Find information:

[7-30]Improving Topic Models with Latent Feature Word Representations

Date:2015-07-27

Title: Improving Topic Models with Latent Feature Word Representations

Speaker: Mark Johnson (Macquarie University, Australia)

          web.science.mq.edu.au/~mjohnson

Time: 30th July 2015, 15:30

Venue: Seminar Room (334), Level 3, Building 5,

     Institute of Software, Chinese Academy of Sciences (CAS),

     4 Zhongguancun South Fourth Street, Haidian District, Beijing 100190

 

Abstract:

Probabilistic topic models are widely used to discover latent topics in document collections, while latent feature vector representations of words learnt from very large external corpora have been used to improve the performance of many NLP tasks.

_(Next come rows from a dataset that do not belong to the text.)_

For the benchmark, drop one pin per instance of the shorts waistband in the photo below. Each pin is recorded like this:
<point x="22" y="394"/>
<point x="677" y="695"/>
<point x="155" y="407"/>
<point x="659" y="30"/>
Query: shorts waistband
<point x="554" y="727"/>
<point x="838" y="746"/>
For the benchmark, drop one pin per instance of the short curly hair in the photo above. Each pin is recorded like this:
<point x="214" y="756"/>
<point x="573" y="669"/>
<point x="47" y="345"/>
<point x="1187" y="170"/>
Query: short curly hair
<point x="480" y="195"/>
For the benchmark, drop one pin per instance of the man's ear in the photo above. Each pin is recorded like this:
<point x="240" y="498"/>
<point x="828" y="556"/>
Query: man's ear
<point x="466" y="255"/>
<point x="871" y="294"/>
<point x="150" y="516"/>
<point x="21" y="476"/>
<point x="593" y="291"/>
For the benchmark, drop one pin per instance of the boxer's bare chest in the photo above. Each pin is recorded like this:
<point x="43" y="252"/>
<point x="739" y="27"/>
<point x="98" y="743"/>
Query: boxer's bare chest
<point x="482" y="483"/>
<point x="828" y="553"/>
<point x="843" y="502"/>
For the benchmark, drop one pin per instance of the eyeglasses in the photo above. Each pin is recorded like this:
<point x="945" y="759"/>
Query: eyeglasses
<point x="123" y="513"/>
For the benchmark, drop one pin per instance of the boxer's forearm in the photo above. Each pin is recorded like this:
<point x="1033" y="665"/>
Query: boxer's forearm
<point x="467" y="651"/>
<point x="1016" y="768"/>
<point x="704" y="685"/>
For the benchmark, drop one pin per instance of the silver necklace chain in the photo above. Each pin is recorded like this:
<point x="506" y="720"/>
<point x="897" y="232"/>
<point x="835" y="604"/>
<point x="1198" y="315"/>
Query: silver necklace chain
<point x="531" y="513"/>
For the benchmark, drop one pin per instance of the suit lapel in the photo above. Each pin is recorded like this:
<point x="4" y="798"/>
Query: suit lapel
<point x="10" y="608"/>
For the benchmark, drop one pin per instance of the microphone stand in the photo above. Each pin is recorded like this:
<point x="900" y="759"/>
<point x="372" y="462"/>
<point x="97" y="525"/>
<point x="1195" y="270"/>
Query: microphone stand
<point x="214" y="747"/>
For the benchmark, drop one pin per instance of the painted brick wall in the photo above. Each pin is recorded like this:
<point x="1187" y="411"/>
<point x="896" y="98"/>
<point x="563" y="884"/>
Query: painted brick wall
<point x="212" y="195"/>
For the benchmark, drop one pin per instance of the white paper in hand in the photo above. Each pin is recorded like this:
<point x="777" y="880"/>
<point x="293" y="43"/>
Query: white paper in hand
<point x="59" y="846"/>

In this talk I explain how we extended two existing Dirichlet multinomial topic models by incorporating latent feature vector representations of words trained on very large corpora, and show that this improves the word-topic mapping learnt on much smaller target corpora.Experimental results show that by using latent feature information from large external corpora, our new models produce significantimprovements on topic coherence, document clustering and document classification tasks. The improvement is greatest on datasets with few or short documents, including social media such as Twitter.

 

Joint work with Dat Quoc Nguyen, Richard Billingsley and Lan Du.